No, he didn’t want to have sex with her. The thought had never crossed his mind, but the way she was looking at him was almost challenging, and he could work out if it because she’d be mad if he said yes, or mad if he said no.
So he didn’t laugh. Instead, he allowed himself a moment to consider the idea, to look at her as a woman he might be interested physically in.
She had gone very still, the fine line of her jaw lifted. Her cheekbones were sharp and slightly hollowed, which indicated she didn’t eat very often, and she really wasn’t pretty in the conventional sense. But she was striking. Her eyes, for a start, were amazing, and the long, dark lashes that framed them were black and silky and thick. Her mouth, too, was very promising, with a soft, full bottom lip, red and chapped from the cold.
Something kicked unexpectedly inside him, a pulse of what surely couldn’t be desire.
It unsettled him, because he might be an asshole with a healthy disrespect for authority and an unhealthy interest in firing guns and blowing shit up, but even he drew the line at forcing a hungry, freezing homeless woman into giving him sex.
Letting out a breath, he leaned back in his seat again. “No,” he said finally. “I don’t want sex. That’s not why I’m interested in what you’re doing.”
Her gaze narrowed, as if she didn’t believe him. “Then why are you?”
If he’d been a different man, he might have been annoyed at her assumption that he was the kind of man who’d force a woman into sex. But he wasn’t that kind of man. Given her situation, she probably experienced that sort of shit all the time, so no wonder she was distrustful. He’d probably feel the same in her shoes. “Because I don’t like the idea of you freezing to death in an alleyway somewhere.”
The fierceness in her eyes didn’t lessen. “Lots of people freeze to death in alleyways, but I don’t see them sitting in the car with me.”

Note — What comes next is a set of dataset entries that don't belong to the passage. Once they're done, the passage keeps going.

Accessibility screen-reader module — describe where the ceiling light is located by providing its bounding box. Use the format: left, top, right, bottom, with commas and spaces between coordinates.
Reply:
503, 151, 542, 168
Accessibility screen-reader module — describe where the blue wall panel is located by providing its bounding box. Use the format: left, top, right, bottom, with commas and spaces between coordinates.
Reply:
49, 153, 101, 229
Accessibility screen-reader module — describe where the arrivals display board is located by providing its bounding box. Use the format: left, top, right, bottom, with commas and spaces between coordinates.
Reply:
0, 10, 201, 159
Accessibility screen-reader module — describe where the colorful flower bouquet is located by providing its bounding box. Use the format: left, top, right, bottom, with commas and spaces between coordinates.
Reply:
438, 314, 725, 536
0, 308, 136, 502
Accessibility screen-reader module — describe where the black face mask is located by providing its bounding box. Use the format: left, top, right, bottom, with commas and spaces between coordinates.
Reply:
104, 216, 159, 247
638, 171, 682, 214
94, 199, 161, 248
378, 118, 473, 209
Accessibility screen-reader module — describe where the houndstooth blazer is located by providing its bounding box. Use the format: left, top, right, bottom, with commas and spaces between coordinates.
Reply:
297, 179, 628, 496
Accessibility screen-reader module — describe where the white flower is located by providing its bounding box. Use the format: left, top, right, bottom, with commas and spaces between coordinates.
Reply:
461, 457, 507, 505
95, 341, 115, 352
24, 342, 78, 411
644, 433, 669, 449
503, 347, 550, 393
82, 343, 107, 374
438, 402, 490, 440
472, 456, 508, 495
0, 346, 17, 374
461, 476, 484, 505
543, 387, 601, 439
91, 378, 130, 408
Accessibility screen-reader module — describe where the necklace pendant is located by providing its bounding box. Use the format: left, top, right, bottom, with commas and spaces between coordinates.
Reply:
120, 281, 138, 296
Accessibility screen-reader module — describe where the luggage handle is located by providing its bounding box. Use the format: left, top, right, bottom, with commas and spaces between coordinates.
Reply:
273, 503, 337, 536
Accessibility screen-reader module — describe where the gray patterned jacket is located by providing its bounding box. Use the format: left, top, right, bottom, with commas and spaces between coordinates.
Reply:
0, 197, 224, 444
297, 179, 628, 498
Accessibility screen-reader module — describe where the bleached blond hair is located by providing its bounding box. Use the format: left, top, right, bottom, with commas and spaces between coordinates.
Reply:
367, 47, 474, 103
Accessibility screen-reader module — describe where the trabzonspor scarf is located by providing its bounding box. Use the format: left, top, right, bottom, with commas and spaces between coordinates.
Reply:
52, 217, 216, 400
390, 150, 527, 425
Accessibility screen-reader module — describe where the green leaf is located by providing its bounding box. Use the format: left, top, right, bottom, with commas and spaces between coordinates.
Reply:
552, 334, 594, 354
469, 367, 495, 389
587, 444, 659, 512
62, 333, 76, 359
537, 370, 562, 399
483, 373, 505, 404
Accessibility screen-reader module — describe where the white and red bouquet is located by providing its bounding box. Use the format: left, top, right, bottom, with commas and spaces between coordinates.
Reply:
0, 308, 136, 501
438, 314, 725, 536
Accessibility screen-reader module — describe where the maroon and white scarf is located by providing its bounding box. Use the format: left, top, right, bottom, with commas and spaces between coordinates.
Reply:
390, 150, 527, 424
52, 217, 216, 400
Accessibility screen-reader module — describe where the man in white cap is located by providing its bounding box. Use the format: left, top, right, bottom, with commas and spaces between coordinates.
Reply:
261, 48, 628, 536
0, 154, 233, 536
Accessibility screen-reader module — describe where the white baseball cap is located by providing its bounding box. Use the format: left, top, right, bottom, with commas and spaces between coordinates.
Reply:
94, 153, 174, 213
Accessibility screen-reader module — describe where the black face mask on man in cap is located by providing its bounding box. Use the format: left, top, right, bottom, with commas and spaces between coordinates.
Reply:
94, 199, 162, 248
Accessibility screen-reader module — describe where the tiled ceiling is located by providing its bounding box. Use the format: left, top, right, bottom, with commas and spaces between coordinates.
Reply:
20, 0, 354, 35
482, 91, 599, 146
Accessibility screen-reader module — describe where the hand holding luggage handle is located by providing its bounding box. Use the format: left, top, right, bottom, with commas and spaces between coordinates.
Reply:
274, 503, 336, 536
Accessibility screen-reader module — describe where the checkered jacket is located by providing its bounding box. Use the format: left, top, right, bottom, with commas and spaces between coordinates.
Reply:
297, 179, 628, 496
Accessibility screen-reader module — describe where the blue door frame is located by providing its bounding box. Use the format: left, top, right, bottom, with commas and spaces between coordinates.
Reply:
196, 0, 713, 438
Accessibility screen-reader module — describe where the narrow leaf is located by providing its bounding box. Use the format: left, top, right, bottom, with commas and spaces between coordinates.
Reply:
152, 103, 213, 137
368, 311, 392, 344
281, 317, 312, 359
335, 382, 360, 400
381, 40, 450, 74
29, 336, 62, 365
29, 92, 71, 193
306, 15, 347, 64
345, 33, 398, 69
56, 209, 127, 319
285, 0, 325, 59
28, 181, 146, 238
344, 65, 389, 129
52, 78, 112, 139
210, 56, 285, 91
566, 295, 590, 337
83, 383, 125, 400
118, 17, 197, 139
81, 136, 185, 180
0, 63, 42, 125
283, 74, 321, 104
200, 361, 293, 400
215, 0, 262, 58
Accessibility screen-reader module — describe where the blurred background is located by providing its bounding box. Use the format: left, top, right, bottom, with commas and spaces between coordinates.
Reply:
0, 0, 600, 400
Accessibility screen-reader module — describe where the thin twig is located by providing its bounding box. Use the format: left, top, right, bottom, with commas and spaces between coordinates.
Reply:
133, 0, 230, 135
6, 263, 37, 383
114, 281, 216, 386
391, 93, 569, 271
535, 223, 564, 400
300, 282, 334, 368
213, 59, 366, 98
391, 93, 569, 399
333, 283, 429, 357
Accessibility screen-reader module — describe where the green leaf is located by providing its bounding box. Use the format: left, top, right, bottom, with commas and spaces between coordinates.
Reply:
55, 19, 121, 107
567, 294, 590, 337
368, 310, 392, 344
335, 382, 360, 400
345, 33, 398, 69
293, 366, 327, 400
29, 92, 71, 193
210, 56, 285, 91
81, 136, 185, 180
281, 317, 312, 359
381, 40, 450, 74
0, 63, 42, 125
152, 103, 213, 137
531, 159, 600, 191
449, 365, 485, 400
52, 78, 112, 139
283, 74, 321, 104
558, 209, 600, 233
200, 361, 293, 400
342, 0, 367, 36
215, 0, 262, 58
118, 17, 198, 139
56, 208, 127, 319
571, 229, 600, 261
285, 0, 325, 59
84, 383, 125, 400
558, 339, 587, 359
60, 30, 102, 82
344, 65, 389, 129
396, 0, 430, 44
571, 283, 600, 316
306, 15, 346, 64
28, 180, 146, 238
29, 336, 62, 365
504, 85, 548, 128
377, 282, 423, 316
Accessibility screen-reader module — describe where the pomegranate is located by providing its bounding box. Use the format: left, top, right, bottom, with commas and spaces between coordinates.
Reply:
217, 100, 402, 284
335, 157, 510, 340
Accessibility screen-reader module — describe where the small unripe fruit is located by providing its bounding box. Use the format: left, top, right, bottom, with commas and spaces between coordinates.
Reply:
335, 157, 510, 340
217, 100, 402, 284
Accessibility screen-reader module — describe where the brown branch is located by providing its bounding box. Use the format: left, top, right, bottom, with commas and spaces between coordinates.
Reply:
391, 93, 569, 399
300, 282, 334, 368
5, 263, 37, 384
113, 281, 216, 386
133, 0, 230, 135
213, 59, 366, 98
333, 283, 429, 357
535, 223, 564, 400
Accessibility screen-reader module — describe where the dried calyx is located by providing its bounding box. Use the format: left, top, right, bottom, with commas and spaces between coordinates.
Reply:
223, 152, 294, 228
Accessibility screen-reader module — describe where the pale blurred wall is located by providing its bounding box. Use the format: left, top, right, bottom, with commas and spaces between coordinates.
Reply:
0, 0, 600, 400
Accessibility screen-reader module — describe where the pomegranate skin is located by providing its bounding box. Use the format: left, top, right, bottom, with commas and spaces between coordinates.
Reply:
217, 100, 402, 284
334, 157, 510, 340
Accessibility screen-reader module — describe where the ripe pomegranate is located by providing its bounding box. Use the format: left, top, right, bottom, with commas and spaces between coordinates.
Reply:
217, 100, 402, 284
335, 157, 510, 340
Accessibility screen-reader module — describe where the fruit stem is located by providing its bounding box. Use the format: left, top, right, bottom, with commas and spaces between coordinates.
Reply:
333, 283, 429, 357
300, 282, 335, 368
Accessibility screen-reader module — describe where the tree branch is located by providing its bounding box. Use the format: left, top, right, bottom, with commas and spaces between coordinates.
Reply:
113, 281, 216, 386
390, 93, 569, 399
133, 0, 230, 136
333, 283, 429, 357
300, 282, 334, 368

“Maybe if they’d been standing in the shelter doorway with you just now, they might be.” Which was a lie. Oh, he would have helped them out, seen them safely to the next shelter, no question, but he wouldn’t have offered them a ride. Wouldn’t have offered to take them back to his penthouse.
It was only her he was interested in. Only her he was curious about.
She looked down at her hands again, her posture hunched and stiff.
The assumption he wanted her for sex hadn’t annoyed him, but the way she was sitting did. He’d thought she’d be happier here in the limo, out of the snow and out of the cold, yet apparently not.
Why? Did she still think he was going to hurt her?
Or maybe getting into some rich asshole’s limo is just a little overwhelming. Did you ever think of that?
Actually, he hadn’t.
Xavier frowned, giving her another, closer look. Her clothes were filthy, the hems on her jeans and the edges of her overcoat sleeves soaked and frayed. Her sneakers looked like they might have once been bright red, but now were a dirty purple. The sole on one foot was starting to come away, and he could see by the gleam of moisture on them that they were also soaked.
Jesus Christ, she must be freezing.
He sat forward and reached for her hand without thinking.
She flinched, rearing back like she had in front of the shelter doors, her knife at the ready. But this time he ignored it, taking her hand in his and closing his fingers around it. Her skin was icy cold.